My affinity with Bush – a.k.a. 41 (being the 41st President) – has virtually nothing to do with his politics. It stems from us both being young Navy officers (I, a little older) who served together aboard ships in Task Force 38 in the heat of the America’s naval air war in the Pacific. Bush was a carrier-based pilot of a cumbersome Avenger torpedo-bomber and I a gunnery officer on a destroyer (USS Stephen Potter). We DDs guarded the carriers and one of our missions was to be assigned to rescue downed pilots or crewmen from our fleet. (Once, strangely, we were detached to investigate a downed Japanese pilot bobbing on the sea after being spotted by a scout plane. We located him – his yellow scarf streaming from his helmet – and were approaching to see if he was alive or dead, when suddenly from the ship’s bridge came a burst of machine gun fire, ripping the pilot to shreds. A veteran quartermaster stationed on the bridge had grabbed a Tommy gun kept on the bridge and without saying a word wreaked his own vengeance against a perceived enemy. (Our captain didn’t think well of it, locking the sailor in our makeshift brig.)

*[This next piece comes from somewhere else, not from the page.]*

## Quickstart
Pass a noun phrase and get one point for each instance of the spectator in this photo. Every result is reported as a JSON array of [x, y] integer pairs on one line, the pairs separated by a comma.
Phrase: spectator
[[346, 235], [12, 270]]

Our rescue duty is how Bush and I well could have seen our WWII experience more closely intersected in the broad expanse of the Pacific. Bush’s plane with its three-member crew was hit by AA fire in September, 1944 off Chichi Jima in the Bonin Islands on a bombing raid. Then barely 20 years old (believed to be the youngest commissioned pilot in the Naval Air Corps) Bush bailed out and parachuted into the sea, later picked up by the submarine Finback. His radioman and tail gunner, however, did not survive. It was only one of those quirks of fate that the Potter which was operating in that general area, was not detached to join the search for the Bush plane.
That his two crewmen died and he survived doubtless bothered Bush in later years, as he once admitted to a TV interviewer during his successful 1988 presidential race. Although it never became a campaign issue, questions were raised by some writers in Bush’s 1992 reelection bid– especially in an analytical article by Sidney Blumenthal in The New Republic – pointing out that in authorized biographies Bush gave five different accounts of what happened to his two crewmen after his plane was hit over Chichi Jima. In any case, the Navy awarded him the Distinguished Flying Cross for his service.
George Herbert Walker Bush, described by some political writers as perhaps the last Republican moderate who will inhabit the confines of the White House, has been likened to economic and social views held by his late father, Prescott Bush, formerly a Wall Street banker and financier who served in the mid 1950s as U.S. Senator from Connecticut. Prescott Bush had been one of the founders of Planned Parenthood and was a staunch friend and golf partner of President Dwight Eisenhower.
Bush 41 of course, is the father of George W. Bush, known as Bush 43. How differently each of the Bushes dealt with Iraqi dictator Saddam Hussein – the elder Bush during the brief 1991 Persian Gulf War and the son’s 2003 invasion of Iraqi and later armed occupation of the Mideast nation has been spotlighted in recent days by the death of Gen. H. Norman Schwarzkopf, who headed the American-led Gulf War. While Bush 41 under United Nations proclamation halted the pursuit of Hussein after invading Iraqi forces had been ousted from tiny Kuwait in 1991, the younger Bush bypassed the UN Security Council when he ordered massive American military forces to invade Iraq in 2003. While not an outspoken backer of his son’s war of choice, the senior Bush never publicly opposed it as did some of his closest associates from the earlier war.